# my 1990 240sx



## snowbuddyjay (Oct 14, 2005)

i just bought this 90 240sx a couple of weeks ago and i can say i love it!
its pretty stock accept for the exhaust, it's 3" pipe all the way down, i forget the brand name but i was told its japanese. i put a cf shift knob and the headlights are now H4 projectors. getting some Enkei rims and bridgestone potenza 17" tires soon, and i'll update the pictures then.
let me know what you think!


----------



## Matt93SE (Sep 17, 2003)

what do I think?
lose the ricer exhaust. unless you're turbo, you don't need more than 2.25" pipe on that engine.


----------



## snowbuddyjay (Oct 14, 2005)

haha, the ricer exhaust came with the car, and i dont feel like paying money just to downsize the exhaust, for now it works!


----------



## Gimp (Jun 9, 2002)

Damn nice car for the year!
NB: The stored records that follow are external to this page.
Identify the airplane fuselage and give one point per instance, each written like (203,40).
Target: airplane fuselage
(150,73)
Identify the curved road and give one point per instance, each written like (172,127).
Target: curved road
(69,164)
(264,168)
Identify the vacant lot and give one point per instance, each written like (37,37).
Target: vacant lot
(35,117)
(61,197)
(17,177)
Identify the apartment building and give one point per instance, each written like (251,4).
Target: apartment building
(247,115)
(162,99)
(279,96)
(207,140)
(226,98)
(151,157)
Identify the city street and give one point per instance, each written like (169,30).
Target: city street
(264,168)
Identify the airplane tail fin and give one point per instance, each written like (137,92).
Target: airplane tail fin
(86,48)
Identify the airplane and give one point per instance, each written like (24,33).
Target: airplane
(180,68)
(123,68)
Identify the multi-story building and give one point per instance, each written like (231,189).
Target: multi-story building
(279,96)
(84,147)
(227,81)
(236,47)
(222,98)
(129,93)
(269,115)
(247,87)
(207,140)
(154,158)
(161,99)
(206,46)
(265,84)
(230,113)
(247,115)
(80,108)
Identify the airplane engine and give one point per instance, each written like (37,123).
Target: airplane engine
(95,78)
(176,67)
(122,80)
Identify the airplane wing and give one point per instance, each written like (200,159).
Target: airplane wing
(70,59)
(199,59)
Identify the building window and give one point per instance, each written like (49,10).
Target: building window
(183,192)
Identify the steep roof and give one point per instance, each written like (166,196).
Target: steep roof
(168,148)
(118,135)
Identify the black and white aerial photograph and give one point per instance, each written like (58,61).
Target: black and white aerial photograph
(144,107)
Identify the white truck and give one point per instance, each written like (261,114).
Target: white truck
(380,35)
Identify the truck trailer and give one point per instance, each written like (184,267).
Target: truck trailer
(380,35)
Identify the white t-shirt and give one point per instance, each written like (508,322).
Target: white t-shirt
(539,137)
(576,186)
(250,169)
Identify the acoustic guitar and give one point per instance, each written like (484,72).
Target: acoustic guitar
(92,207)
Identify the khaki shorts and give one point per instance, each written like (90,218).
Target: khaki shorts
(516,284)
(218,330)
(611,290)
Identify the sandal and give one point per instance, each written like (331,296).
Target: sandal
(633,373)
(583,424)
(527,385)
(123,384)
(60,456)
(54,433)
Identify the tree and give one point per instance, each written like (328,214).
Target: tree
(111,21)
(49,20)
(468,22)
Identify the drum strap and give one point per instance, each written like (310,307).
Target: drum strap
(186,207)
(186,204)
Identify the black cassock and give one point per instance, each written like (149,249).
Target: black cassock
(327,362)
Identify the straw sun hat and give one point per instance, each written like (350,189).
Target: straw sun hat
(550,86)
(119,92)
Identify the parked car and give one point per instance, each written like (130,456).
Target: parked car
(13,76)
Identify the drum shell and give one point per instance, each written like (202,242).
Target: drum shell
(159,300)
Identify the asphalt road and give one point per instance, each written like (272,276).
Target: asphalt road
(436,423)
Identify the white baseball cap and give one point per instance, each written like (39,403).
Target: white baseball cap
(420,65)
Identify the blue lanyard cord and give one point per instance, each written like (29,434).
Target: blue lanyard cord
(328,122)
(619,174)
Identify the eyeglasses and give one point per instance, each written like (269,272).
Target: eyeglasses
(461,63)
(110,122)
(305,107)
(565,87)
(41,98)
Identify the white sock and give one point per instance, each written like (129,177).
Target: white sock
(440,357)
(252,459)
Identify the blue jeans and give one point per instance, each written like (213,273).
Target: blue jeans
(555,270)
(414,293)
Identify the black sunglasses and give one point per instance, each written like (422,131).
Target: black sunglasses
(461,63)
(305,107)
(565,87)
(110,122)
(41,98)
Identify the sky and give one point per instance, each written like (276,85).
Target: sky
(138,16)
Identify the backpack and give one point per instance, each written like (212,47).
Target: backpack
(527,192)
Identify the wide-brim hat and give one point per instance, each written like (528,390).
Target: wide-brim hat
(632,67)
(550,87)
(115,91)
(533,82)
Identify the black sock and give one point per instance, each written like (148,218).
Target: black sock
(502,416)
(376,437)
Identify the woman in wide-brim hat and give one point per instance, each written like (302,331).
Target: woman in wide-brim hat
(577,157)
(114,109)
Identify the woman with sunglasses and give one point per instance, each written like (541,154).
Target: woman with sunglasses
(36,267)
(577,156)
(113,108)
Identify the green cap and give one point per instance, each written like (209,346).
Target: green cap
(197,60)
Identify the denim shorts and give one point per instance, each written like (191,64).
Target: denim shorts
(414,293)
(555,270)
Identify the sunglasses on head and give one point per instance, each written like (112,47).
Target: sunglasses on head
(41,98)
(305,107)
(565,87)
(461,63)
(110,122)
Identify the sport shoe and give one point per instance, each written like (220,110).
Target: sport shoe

Looks to be in good shape. Keep us up to date!


----------



## Radioaktiv (Feb 12, 2004)

looks in good condition as said

like the color


----------



## RBI*04 (Sep 10, 2004)

that muffler needs.....eh.....it needs work


----------



## Dustin (Dec 14, 2003)

well, if its a 90 then they changed the front bumper, and i like the SE wheels, is it an SE?


----------



## snowbuddyjay (Oct 14, 2005)

as far as i know its an SE...atleast insurance says its an SE. I was told it's a JDM front bumper, and the rims are going to be off that hopefully next weekend.


----------



## Dustin (Dec 14, 2003)

looks like you got lied to, its just a plain usdm 91-94 240sx front bumper, how much did you pay for that? anything over 1600 is a rip off to me.


----------



## snowbuddyjay (Oct 14, 2005)

hah, you know i think thats what he told me, i just wasn't listening. whoops. well i stand corrected! mybad


----------